Le site est superbe ! Le soleil couchant donne aux pierres et aux statues une superbe couleur rosée. L’atmosphère de bout du monde est seulement troublée par les nombreux touristes. On préférerait, par respect pour les lieux, un silence respectueux. On fait avec.
Il n’existe pas de route asphaltée reliant la face Nord et la face Sud du Nemrut Dagi. Venant du nord, nous devons pourtant passer du côté sud du Mont. Nous passerons donc avec nos vélos, à la force de nos mollets et de nos biceps. Le petit « jeu » du montage, du démontage des sacoches, puis de leur transport de l’autre côté du Mont, nous prend du temps et nous pompe beaucoup d’énergie. D’autant plus que le soleil monte et le thermomètre aussi !

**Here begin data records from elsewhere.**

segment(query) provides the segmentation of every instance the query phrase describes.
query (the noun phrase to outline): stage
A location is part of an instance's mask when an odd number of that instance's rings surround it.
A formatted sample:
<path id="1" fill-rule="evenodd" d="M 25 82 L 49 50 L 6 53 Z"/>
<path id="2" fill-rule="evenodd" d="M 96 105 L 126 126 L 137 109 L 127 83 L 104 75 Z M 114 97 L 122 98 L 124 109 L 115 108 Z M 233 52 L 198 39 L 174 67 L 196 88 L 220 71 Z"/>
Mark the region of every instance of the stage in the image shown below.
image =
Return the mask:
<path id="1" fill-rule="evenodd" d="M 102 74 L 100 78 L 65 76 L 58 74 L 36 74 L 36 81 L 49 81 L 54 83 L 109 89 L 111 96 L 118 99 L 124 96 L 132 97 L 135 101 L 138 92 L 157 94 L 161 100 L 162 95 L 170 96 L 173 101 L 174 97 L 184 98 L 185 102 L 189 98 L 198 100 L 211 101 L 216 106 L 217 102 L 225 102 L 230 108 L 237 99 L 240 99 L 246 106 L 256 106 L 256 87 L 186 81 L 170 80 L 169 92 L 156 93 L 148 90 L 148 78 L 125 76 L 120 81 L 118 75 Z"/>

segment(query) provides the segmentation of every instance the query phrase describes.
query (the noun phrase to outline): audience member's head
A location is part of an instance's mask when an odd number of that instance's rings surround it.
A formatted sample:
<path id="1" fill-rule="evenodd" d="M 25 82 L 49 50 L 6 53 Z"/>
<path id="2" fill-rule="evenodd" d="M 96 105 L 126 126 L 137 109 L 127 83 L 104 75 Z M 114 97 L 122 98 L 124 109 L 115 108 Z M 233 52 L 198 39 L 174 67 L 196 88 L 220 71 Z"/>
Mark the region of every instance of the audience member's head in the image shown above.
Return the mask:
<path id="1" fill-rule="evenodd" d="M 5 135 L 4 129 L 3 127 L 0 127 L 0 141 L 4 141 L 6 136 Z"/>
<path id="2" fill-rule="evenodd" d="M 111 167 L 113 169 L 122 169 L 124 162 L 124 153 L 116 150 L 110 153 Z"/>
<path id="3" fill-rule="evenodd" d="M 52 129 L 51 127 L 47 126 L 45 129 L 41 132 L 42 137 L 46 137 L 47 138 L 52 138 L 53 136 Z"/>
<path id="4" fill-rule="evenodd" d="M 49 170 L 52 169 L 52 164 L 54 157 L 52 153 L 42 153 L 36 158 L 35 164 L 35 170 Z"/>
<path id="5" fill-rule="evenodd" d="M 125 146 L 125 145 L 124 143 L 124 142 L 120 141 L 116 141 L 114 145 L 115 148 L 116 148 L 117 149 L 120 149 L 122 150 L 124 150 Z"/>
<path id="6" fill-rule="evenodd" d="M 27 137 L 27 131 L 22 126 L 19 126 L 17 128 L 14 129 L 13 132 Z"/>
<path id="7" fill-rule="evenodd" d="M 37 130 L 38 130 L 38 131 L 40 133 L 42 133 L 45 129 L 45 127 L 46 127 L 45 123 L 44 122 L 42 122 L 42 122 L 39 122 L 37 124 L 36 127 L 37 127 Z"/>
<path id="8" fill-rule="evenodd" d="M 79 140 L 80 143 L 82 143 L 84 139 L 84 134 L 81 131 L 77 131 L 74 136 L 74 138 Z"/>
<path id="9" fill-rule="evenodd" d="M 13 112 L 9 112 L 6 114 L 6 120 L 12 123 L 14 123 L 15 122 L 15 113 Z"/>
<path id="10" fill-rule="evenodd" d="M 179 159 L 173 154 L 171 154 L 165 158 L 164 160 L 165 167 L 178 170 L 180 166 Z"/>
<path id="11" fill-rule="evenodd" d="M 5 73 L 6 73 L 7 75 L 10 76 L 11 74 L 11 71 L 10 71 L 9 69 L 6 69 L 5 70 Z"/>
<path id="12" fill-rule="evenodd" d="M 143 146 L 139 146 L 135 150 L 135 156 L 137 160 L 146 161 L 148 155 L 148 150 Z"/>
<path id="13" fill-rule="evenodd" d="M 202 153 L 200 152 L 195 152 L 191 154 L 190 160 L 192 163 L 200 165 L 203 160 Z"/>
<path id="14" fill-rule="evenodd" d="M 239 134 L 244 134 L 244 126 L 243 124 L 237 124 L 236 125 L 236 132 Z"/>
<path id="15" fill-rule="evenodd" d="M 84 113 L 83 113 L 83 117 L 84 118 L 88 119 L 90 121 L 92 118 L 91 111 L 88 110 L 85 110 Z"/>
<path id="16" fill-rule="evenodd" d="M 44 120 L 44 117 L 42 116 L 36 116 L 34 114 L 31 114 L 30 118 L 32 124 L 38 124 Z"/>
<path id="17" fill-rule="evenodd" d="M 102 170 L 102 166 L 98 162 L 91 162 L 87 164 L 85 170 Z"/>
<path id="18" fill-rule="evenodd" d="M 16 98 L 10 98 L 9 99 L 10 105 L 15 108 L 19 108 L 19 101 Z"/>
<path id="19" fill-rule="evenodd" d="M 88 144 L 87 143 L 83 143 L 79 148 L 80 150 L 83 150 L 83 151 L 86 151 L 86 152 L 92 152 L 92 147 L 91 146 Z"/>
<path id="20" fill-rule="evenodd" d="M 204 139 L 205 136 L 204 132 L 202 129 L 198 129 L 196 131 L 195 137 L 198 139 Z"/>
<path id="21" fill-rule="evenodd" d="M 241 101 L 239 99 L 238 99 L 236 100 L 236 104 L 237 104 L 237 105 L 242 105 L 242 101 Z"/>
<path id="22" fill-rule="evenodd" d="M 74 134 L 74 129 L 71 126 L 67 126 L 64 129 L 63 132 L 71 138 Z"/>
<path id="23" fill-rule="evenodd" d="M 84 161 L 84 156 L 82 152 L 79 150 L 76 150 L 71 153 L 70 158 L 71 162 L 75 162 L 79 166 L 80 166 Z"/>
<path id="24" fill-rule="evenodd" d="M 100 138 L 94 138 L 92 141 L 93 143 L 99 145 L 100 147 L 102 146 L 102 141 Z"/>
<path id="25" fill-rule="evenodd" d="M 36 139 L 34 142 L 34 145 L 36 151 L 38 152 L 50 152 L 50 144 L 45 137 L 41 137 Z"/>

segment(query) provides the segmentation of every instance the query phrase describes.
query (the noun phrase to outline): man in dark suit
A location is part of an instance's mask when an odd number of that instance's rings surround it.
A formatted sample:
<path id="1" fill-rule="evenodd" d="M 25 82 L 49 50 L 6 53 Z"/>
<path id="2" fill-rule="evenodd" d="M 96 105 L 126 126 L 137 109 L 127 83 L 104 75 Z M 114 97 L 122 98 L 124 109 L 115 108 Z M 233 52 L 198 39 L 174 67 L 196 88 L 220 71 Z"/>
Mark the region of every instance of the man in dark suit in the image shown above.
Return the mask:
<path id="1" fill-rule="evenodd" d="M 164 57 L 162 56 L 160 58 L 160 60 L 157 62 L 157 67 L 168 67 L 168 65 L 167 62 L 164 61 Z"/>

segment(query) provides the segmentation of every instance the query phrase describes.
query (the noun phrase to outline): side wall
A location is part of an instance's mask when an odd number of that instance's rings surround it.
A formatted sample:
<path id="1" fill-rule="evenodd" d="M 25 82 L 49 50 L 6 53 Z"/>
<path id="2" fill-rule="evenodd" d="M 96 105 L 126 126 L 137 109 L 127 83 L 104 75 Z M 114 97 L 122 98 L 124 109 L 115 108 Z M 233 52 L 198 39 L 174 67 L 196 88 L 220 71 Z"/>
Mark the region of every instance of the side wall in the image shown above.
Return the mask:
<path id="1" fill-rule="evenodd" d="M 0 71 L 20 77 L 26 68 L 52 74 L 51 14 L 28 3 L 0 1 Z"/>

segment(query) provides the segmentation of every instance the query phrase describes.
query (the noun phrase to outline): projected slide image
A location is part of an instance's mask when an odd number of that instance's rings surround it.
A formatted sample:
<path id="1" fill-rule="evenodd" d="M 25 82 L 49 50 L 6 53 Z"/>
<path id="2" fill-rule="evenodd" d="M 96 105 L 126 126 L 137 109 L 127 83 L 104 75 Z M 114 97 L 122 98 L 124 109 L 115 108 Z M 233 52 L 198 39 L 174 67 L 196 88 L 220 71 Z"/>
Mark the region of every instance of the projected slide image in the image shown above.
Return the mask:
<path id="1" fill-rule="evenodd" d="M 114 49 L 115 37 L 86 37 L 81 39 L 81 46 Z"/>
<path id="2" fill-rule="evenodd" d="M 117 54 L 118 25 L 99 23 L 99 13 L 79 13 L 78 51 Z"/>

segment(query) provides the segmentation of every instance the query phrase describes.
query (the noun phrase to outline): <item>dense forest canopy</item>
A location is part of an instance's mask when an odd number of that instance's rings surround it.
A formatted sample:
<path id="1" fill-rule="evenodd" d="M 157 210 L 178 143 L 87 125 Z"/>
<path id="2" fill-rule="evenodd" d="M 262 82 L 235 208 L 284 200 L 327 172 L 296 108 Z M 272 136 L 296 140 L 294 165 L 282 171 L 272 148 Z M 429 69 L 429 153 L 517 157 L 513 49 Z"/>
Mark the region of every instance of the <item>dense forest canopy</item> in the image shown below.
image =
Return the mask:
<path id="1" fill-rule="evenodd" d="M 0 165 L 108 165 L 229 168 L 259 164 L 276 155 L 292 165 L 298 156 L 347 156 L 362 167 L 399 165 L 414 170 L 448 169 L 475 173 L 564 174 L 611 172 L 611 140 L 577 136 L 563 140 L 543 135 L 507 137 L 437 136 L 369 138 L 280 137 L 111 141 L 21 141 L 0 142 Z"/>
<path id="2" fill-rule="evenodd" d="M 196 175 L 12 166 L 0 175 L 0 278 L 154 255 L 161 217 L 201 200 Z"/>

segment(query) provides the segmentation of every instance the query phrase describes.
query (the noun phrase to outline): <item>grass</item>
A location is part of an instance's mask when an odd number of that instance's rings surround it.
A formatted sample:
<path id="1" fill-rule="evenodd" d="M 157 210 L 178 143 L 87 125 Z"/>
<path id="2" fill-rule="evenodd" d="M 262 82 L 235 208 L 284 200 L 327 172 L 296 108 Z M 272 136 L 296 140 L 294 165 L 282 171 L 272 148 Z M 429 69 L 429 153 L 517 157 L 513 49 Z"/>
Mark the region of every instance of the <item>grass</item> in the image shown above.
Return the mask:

Enfin, nous pouvons profiter d’une longue descente pour rejoindre les plaines… A Bozova, la nuit se passera sous le signe de nos amis les pompiers. Ils nous accueillent dans leur caserne. Les moyens sont bien moindres que ceux de leurs collègues américains mais l’accueil est incroyablement aussi sympathique, malgré la barrière de la langue. Ils dorment à la belle étoile. Ils mettent à notre disposition une petite pièce où la chaleur étouffante nous empêchera de fermer l’œil de la nuit.
La route vers Gaziantep nous réserve quelques surprises et quelques superbes paysages. Nous sommes au milieu de nulle part. Impressions de bout du monde agréables. Les enfants jouent dans les villages, où les touristes ne passent pas souvent. Nous sommes une curiosité.
Après Gaziantep, nous rejoignons la côte méditerranéenne. Kizkalezi, Silifke, Anamur. Autant de villes superbes le long de la côté où les touristes turcs sont nombreux et nous donnent l'impression, pour la première fois, d’être vacanciers et non pas voyageurs…
Cette côte est superbe, les senteurs incroyablement agréables. Mais également très escarpée. Décidément, la Turquie n’est pas de tout repos. Nous transpirons énormément. La sueur coule le long de nos bras, de nos mains pour finir sur le dessus de nos sacoches avant. Jamais, pendant notre voyage d’un an, cela ne nous était arrivé avec autant d'intensité et de constance !
Après un mois de voyage, nous bouclons la boucle à Antalya. Contrairement à ce que nous pensions, nous découvrons un centre de la ville bien préservé et historiquement riche. Les vieilles maisons donnent un cachet particulier au piétonnier unique. Dernière petite photo de la Porte d’Hadrien, trace de l’Empire Romain et nous quittons la Turquie.
La Turquie aura été pour nous une belle découverte. Les paysages superbes, la chaleur étouffante digne d’un four, les sites préservés, la sympathie des habitants. De quoi tordre le cou à beaucoup d’idées reçues et de préjugés.